971005


やっぱ好きやねん

東京にやってきた石売り娘(中)

ひまな ぼんぺい


 「昼は何を食べようか?」と聞くと、「ラーメンが食べたい」と言う。遠慮してそう言っているのはわかってるから、新宿の中華料理屋で羊のシャブシャブをごちそうしながら、彼女のこれからのことについて話をした。
 このまま日本語学校に入るのは、在留資格の変更がまず不可能で無理なこと、仮に日本語学校を出て大学に入ろうとしても、向こうの高校を出ていないと受験資格がないことなどを説明し、
「国でいろいろつらいことがあったのは聞いているけど、八月末にはいったん中国に帰り、園芸学校を卒業してからまた来なさい。
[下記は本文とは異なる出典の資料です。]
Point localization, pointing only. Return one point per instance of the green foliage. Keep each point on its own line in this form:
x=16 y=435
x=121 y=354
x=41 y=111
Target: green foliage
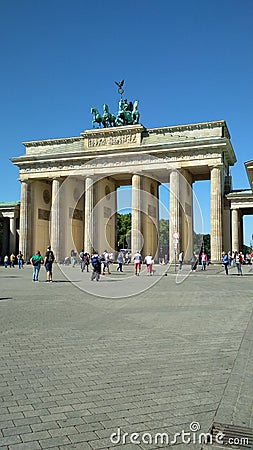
x=201 y=242
x=163 y=237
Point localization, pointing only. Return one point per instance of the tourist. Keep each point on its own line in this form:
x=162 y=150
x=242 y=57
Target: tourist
x=81 y=256
x=12 y=260
x=120 y=261
x=137 y=263
x=20 y=260
x=194 y=262
x=181 y=259
x=49 y=259
x=238 y=262
x=36 y=261
x=203 y=260
x=6 y=261
x=106 y=262
x=148 y=260
x=225 y=261
x=96 y=265
x=73 y=258
x=86 y=261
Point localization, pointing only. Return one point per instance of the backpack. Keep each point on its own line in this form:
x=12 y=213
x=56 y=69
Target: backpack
x=35 y=261
x=94 y=260
x=50 y=256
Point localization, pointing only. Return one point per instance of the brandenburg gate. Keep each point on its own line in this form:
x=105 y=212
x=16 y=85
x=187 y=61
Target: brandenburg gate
x=68 y=187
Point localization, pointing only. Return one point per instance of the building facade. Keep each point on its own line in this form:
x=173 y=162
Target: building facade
x=68 y=187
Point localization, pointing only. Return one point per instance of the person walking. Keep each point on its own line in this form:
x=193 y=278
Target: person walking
x=106 y=262
x=36 y=261
x=238 y=262
x=96 y=265
x=20 y=258
x=12 y=260
x=49 y=259
x=137 y=263
x=225 y=261
x=181 y=260
x=120 y=261
x=6 y=261
x=194 y=262
x=203 y=260
x=148 y=260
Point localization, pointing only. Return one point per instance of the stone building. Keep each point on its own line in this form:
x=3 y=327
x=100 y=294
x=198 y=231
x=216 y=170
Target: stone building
x=68 y=187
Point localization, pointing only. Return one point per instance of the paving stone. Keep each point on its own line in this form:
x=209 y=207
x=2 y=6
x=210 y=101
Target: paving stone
x=77 y=367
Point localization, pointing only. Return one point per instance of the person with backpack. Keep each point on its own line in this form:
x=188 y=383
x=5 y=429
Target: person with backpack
x=36 y=261
x=238 y=262
x=137 y=263
x=20 y=260
x=49 y=259
x=96 y=265
x=225 y=261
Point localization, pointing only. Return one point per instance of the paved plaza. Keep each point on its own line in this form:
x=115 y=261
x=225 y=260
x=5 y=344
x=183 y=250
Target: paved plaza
x=145 y=355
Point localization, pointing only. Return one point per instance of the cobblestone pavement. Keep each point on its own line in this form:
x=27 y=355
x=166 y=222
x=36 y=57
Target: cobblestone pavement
x=75 y=368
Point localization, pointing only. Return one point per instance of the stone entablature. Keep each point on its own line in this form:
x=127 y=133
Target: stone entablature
x=126 y=136
x=242 y=199
x=136 y=137
x=9 y=209
x=54 y=146
x=126 y=148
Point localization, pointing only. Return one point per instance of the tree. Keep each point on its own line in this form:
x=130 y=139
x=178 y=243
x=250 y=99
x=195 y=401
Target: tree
x=163 y=237
x=123 y=230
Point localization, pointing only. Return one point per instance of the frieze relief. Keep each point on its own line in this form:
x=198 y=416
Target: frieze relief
x=112 y=140
x=123 y=162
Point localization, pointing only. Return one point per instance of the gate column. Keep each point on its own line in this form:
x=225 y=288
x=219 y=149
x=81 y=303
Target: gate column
x=136 y=235
x=25 y=219
x=216 y=214
x=235 y=230
x=55 y=219
x=174 y=212
x=88 y=216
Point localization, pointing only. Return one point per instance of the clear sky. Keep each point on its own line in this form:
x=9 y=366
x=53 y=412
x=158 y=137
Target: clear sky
x=186 y=61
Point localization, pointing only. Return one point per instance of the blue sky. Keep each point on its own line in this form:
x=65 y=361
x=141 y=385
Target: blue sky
x=185 y=61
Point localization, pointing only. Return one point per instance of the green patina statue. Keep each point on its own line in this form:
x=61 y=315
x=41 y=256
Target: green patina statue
x=128 y=113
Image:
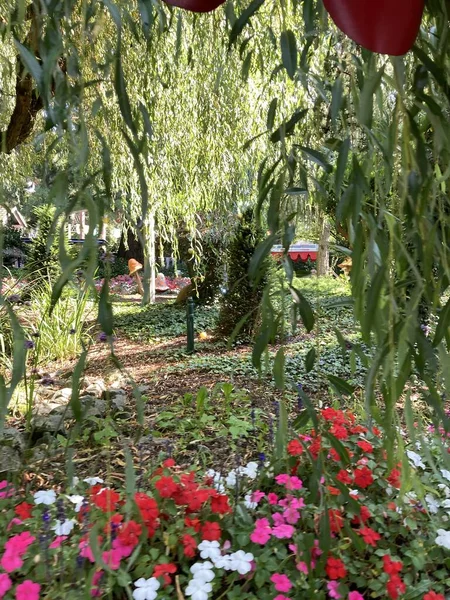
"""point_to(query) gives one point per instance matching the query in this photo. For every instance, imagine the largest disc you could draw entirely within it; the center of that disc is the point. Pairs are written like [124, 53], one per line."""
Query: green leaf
[310, 360]
[289, 52]
[271, 113]
[243, 19]
[306, 312]
[287, 128]
[341, 386]
[316, 157]
[443, 324]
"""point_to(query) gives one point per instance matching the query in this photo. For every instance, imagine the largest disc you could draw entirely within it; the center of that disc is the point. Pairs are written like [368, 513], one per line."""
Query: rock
[10, 460]
[51, 423]
[13, 438]
[63, 395]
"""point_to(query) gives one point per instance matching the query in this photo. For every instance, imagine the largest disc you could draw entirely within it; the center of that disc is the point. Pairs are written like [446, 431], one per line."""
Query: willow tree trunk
[323, 257]
[147, 236]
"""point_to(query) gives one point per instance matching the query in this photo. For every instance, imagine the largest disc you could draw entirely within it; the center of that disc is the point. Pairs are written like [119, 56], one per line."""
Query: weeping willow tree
[149, 108]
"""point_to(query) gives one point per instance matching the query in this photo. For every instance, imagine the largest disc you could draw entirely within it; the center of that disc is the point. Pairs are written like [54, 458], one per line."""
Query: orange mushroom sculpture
[134, 266]
[383, 26]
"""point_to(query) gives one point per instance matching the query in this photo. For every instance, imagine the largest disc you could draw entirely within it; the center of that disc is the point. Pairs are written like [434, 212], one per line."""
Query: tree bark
[323, 257]
[28, 102]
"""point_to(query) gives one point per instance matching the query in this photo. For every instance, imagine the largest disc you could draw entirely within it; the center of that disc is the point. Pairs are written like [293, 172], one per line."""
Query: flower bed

そのときには、僕もいろいろと手伝ってあげる。蘭芳は能喫苦(苦労を食べることができる=我慢強い)から大丈夫だろう」
 と言うと、彼女は「うん、わかった」と納得してくれたようだった。
 都庁の展望台に上ったり、原宿の竹下通りの雑踏を歩いたり(いっしょにプリクラをやろうとしたが、修学旅行生が大勢並んでいたのでやめた)、銀座をぶらついたりして、夜八時、鴫原さん宅に戻った。晩飯は、彼女の希望どおりラーメンにした。
 鴫原さんに彼女と話したことを報告すると、「じゃあそうしましょう。あした中国民航に行って帰りの便の手配をしておきます」と、半ばホッとした様子だった。それにしても、鴫原さんのフットワークの軽さはすごい。朝、蘭芳を迎えに行ったときに不在だったのも、彼女を連れて富士山の五合目まで登るバスの予約に行ってたんだという。
 その夜、蘭芳に話がきちんと伝わっているのか、僕の中国語の説明では不安だったので、木村茉莉子さんに電話で確かめてもらったところ、大丈夫のようだった。
 三日後、桜井さんが事務所に蘭芳を連れてきた。そこに横浜国大に留学している高嵩さんが合流した。高さんは、鴫原さんと蘭芳の手紙のやりとりを手伝った人で、「いい青年がいましてね」と、名前は鴫原さんから聞かされていた。聞くと、電車で友人と話していたら「あなたがたは中国人ですか」と聞かれ「そうです」と答えると、鴫原さんは「ああ助かった」と言って、以後、彼が手紙の翻訳をすることになったのだそうだ。
 彼は、「ビザを取るために十八歳の女の子が一人で二回も北京に行ったなんてすごいことです。僕も蘭芳の役に立ちたいんですよ」と、自分が受験勉強に使った教科書を何冊も持ってきていた。そして、日本語学校のことから、大学に入るための日本語能力試験、全国外国人留学生統一試験について、行われる時期や、その試験で何点とればどこの大学の受験資格が得られるかなどなど、詳しく説明した。
 これで、蘭芳は数年先までのことをかなりはっきりと思い描くことができ、あとは伸び伸びと日本での日々を楽しんだようだ。
 彼女が帰国する前日、中国語教室の仲間が中心になって事務所で送別会を開いた。木村茉莉子さんや、高嵩さん、中国語の先生の賈青さんも参加し、自分たちの夢を蘭芳の夢に重ね合わせるように励ました。鴫原さんはワイシャツにえんじ色の蝶ネクタイを締めており、この人の示した〈礼儀〉にちょっと感動した。
      * 
 十年前、黄河のほとりで小石を買ってくれた老人に招かれ、蘭州から一人の女の子が東京にやってきた。そして二年後、彼女は本格的に日本に留学してくることになった。
 当初は無謀だなあと思った鴫原さんの行為が、国交正常化二十五年の成果を僕たちに教えてくれたできごとだった。